Il disastro aereo della Ethiopian Airlines arriva a distanza di pochi mesi da un analogo incidente in Indonesia. I due eventi catastrofici hanno in comune il velivolo, in entrambi i casi un Boeing 737 Max.

Mentre – è ovvio – si sa ancora poco dello schianto dell’aereo diretto a Nairobi, il crash della Lion Air dello scorso autunno è stato oggetto di approfondimenti e di conseguenti iniziative. Il lavoro degli esperti dell’Indonesian National Transportation Safety Committee sullo sventurato volo 610 ha concentrato l’attenzione su un problema connesso al software di bordo.
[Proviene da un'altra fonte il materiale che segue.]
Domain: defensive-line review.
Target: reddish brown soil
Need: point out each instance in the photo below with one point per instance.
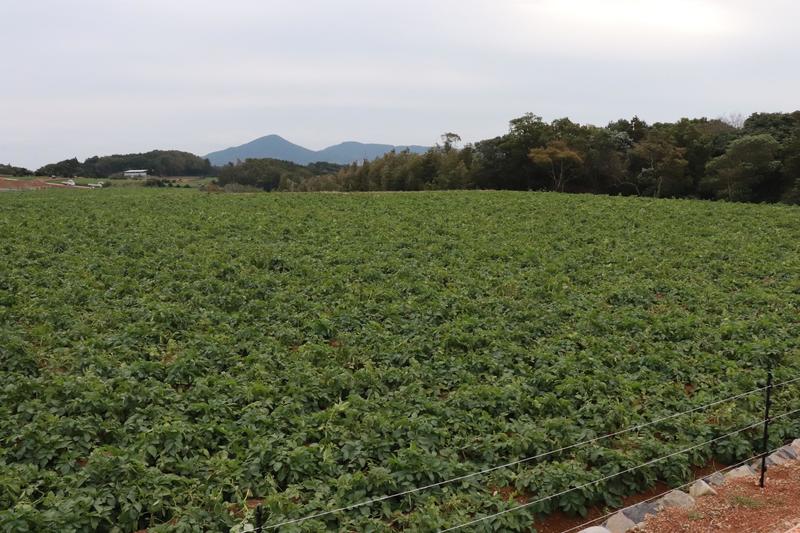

In particolare sarebbe stata riscontrata un’anomalia di funzionamento legata al sistema Aoa (Angle of attack) che interviene a correzione dell’assetto dell’aeromobile quando questo supera inclinazioni che possano determinarne lo stallo.

Quest’ultimo – in parole povere – è la condizione in cui un aeromobile non può sostenersi in aria perché il suo peso non riesce a essere sopportato dalla portanza delle ali, nonostante la spinta che la velocità dovrebbe assicurare. È un rapporto complesso che forse può essere reso comprensibile pensando all’ombra che le ali – fossero mai illuminate perpendicolarmente – proiettano a terra. Se l’aereo è orizzontale, l’ombra (e quindi la superficie alare che mantiene in aria il mezzo) è molto simile alle dimensioni delle ali. Più si inclina l’aereo, più piccola diventa l’ombra delle sue ali e conseguentemente la grandezza su cui “poggia” l’aereo in volo.

Sempre continuando in questa spiegazione elementare (e forse un po’ banale, ma non è facile raggiungere i lettori a digiuno di aerodinamica) il venir meno di questo rapporto velocità/peso/portanza fa sì che l’aereo – che sale pericolosamente di quota in modo eccessivamente verticale – finisca con il precipitare.

Per evitare questo genere di situazioni esistono controlli elettronici che – al verificarsi di angolazioni pericolose – innescano una determinata procedura di correzione. In termini pratici il sistema Aoa interviene “abbassando il naso” dell’aeroplano, modificando verso il basso l’assetto del velivolo. Il malfunzionamento di un sensore o errori di programmazione possono determinare l’esecuzione automatica di questa manovra quando non ce n’è assolutamente bisogno, indirizzando l’aereo verso terra nonostante la sua stabilità non sia affatto compromessa. Le conseguenze sono facilmente immaginabili e in queste circostanze il comandante deve prontamente disinserire le funzionalità automatiche e contrastare il “cervello elettronico” con il pilotaggio manuale, escludendo il supporto normalmente assicurato dalle sofisticate tecnologie a disposizione.

L’esame dell’autorità per la sicurezza dei trasporti indonesiana sul volo Lion Air 610 ha innescato iniziative volte a evitare inconvenienti. Chi vuole soddisfare la curiosità può leggere il Flight crew operations manual bulletin TBC-19 del 6 novembre 2018 (avente per oggetto Uncommanded nose down stabilizer trim due to erroneous angle of attack (AOA) during manual flight only e quindi le problematiche di cui abbiamo parlato finora) oppure la Emergency airworthiness directive (Ad) 2018-23-51 emanata il giorno successivo dalla Federal aviation administration americana.

Mentre è troppo presto e persino inopportuno fare ipotesi senza disporre di elementi reali e prove certe, non ci si sbaglia a soffermarsi un attimo e riflettere sulla progressiva e inarrestabile permeazione delle tecnologie nel nostro muoversi quotidiano. Se davvero questi drammatici episodi sono stati originati da malfunzionamenti o errori tecnologici e si prospetta un futuro duello tra l’uomo che si serve di un mezzo di trasporto (anche semplicemente su ruote) e le macchine che si autogovernano, forse vale la pena dosare l’entusiasmo verso l’automatismo assoluto cui tutti plaudono.

Gli inguaribili sognatori e chi non vuole rinunciare alle scorie che il progresso ci riserva dovrebbero tornare a vedersi 2001 Odissea nello spazio, film del 1968, così da capire che le controindicazioni non sono presenti solo nella fantasiosa finzione di un grande regista. Quello di Stanley Kubrick potrebbe non essere soltanto un capolavoro della cinematografia, ma un inesorabile vaticinio.